On March 29th, in the wake of the release of the January trade data, I wrote that the U.S. economy may be beyond repair. The release of the March trade data this past week should erase all doubt about that. Never in my worst nightmare did I think that what happened in March was even possible. As bad as the trade deficit had become, the March deficit completely demolished the previous record. It didn’t just set a new record; it blew past February’s record by $20 billion, a 22% increase IN ONE MONTH! The increase was driven by imports, which soared $33 billion past the previous month’s record of $319 billion.
No doubt most will think that increase can be blamed on the higher price of oil imports. Well, think again. Oil imports rose by only $1.5 billion, while oil exports rose more, resulting in a $1.5 billion surplus in the trade of oil. No, the increase in the trade deficit was driven entirely by manufactured goods, where the deficit jumped by $24.6 billion, $22.1 billion (21%) higher than the record set in January. The increase was across the board of categories of manufactured goods: industrial supplies and materials; capital goods; vehicles, parts & engines; and consumer goods. You’d better be sitting down when you look at these charts: March trade deficit; March trade deficit in manufactured goods.
If you’ve been wondering why inflation is spiraling out-of-control, this is your answer. The explosive growth in government spending has fueled an equally explosive demand for goods, nearly all of which are imported. Well, you might think, at least American manufacturers must also be enjoying this expansion in demand. Right? Think again. As this explosion in imports has been taking place, American manufacturing is in serious decline. Look at this chart of the U.S. ISM Purchasing Managers Index, a good measure of manufacturing activity. It actually fell through the first quarter and, more recently, plunged in April. Why? “The US manufacturing sector remains in a demand-driven, supply chain-constrained environment.” In other words, U.S. manufacturers can’t get the materials, equipment and parts – most notably semiconductor chips – that they need. For example, auto imports jumped dramatically in March while American production slowed due to lack of “chips.” Living in the Detroit area, I can tell you that once-empty lots are now over-flowing everywhere in this area with unfinished cars and trucks, unfinished because they’re awaiting the installation of computer chips. You have to see it to believe it.

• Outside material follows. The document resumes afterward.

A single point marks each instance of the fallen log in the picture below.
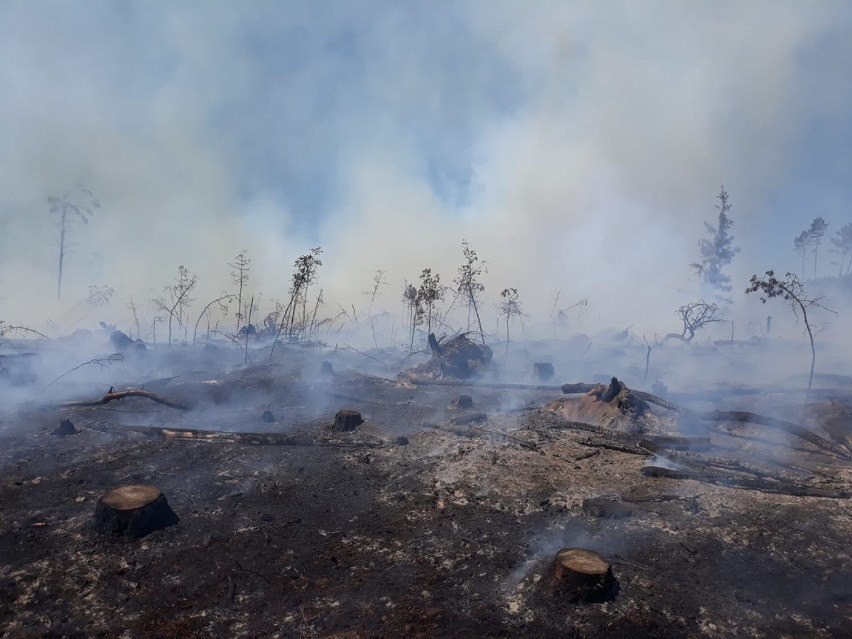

In that same post on March 29th, I speculated on the supply of Javelin anti-tank missiles in the wake of Ukrainian President Zelensky’s request for 1,000 missiles per day to be delivered, and doubted that we had the capacity to produce even ten per day. Yesterday, on CBS’s “Face the Nation,” hosty Margaret Brennan interviewed Jim Taiclet, CEO of Lockheed Martin, maker of the Javelin missiles. Mr. Taiclet reported that his company’s capacity for production of those missiles is 2100 per year which, assuming a 5-day work week, is a capacity of eight missiles per day. (My guess of ten per day was pretty close, huh?) Clearly, there’s no chance in hell of providing Ukraine with the 1,000 missiles per day that they requested.
Mr. Taiclet also confirmed that each missile requires 250 “chips.” He said that they have enough chips today to keep production running at current levels, but would be supply-constrained beyond that. In addition it would take years to scale up significant additional capacity.
Meanwhile, China remains in a lock-down which, they claim, is an effort to stamp out the Covid virus. Does that make any sense to you? Given that the Covid virus no longer exists in its original state, and that we’re now dealing with subvariants of subvariants that no longer have the lethality of the original virus, the pandemic is for all intents and purposes over. Yet we’re to believe that it’s so bad in China that they’ve locked down entire cities? There’s something else going on. I believe that what’s happening is that China is implementing the final stage of a strategy to wipe out America’s manufacturing capability to the extent that it’s even unable to maintain its armed forces. Think about it. The war in Ukraine is sucking up all of America’s munitions while, at the same time, China is choking off our ability to replenish. The day may be rapidly approaching when Russia and China defeat the U.S. without even firing a shot, since we may not have a bullet left to fire.
Our politicians and media may not be able to see what’s happening, but Wall Street sure does. Inflation alone doesn’t explain the ongoing market crash. Not even fear of a recession can explain it. Clearly, there’s growing fear of something much worse – perhaps the end of our economy as we know it, if not the outright demise of the United States itself.